# Data Science and Machine Learning with Python

## What is Data Science?
>From Wikipedia: Data Science is an interdisciplinary field that uses scientific methods, processes, algorithms and systems to extract knowledge and insights from data of various forms both structured and unstructured.  


## What is machine Learning?

> The term machine learning was coined in 1959 by Arthur Samuel, in which he programmed a computer to play the game of checkers. The program remembered every position it had already seen, along with the terminal value of the reward function as it improves its capabilities on the game.<br>
> Also, Tom M. Mitchell, an American computer scientist, a more formal definition of the algorithms studied in the machine learning field: "A computer program is said to learn from experience E with respect to some class of tasks T and performance measure P if its performance at tasks in T, as measured by P, improves with experience E." This definition of the tasks in which machine learning is concerned offers a fundamentally operational definition rather than defining the field in cognitive terms. <br>

>Another generic definitions: 
>in which a machine can learn by its own without being explicitly programmed
>Machine learning is the process of extracting knowledge from data automatically, usually with the goal of making predictions on new, unseen data. A classical example is a spam filter, for which the user keeps labeling incoming mails as either spam or not spam. A machine learning algorithm then "learns" a predictive model from data that distinguishes spam from normal emails, a model which can predict for new emails whether they are spam or not.   
>Central to machine learning is the concept of **automating decision making** from data **without the user specifying explicit rules** how this decision should be made.
>For the case of emails, the user doesn't provide a list of words or characteristics that make an email spam. Instead, the user provides examples of spam and non-spam emails that are labeled as such.
>The second central concept is **generalization**. The goal of a machine learning model is to predict on new, previously unseen data. In a real-world application, we are not interested in marking an already labeled email as spam or not. Instead, we want to make the user's life easier by automatically classifying new incoming mail.

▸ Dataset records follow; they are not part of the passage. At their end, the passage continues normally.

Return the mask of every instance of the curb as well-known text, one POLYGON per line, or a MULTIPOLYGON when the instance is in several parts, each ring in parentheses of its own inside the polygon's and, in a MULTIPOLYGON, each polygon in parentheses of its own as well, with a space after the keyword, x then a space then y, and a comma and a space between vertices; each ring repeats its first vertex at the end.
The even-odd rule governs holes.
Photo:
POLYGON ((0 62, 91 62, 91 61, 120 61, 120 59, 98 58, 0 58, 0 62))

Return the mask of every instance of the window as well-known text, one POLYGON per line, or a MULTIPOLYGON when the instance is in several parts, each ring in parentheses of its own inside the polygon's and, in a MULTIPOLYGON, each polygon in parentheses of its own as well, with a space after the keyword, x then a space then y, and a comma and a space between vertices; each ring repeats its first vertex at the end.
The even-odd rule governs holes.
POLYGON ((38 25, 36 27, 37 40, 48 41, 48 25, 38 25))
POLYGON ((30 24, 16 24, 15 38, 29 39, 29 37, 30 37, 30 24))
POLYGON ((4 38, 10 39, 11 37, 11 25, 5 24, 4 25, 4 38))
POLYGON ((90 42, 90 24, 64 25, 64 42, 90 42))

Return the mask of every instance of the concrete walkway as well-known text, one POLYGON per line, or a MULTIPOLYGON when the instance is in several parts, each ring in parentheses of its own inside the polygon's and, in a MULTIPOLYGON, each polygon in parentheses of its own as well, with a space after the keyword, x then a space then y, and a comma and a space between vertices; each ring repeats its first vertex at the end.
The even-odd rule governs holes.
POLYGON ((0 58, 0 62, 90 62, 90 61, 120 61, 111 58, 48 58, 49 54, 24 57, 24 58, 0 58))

*other Examples: image recognition; NLP; 

## The Tools or ``libraries``

>First, you need to install the Python libraries and packages for data science and machine learning; as minimum, they are:
- **NumPy** -  for numerical computing and linear algebra operations
- **Pandas** - for data cleaning and exploratory data analysis
- **Matplotlib** and **Seaborn** - for data visualization
- **Scikit-learn** - machine learning algorithms
- iPython or **jupyter** notebook - the preferred IDE for data science in Python



    
### How to Install Python libraries for data science and machine learning


>Install these libraries and its dependencies via 
[``Anaconda distribution``](https://www.anaconda.com/download/#macos)

>Anaconda is a free and open source distribution for Python specific for scientific computing to simplify package management and deployment. Package versions are managed by the package management system **conda**.

>License: BSD

>Developers: Anaconda, Inc.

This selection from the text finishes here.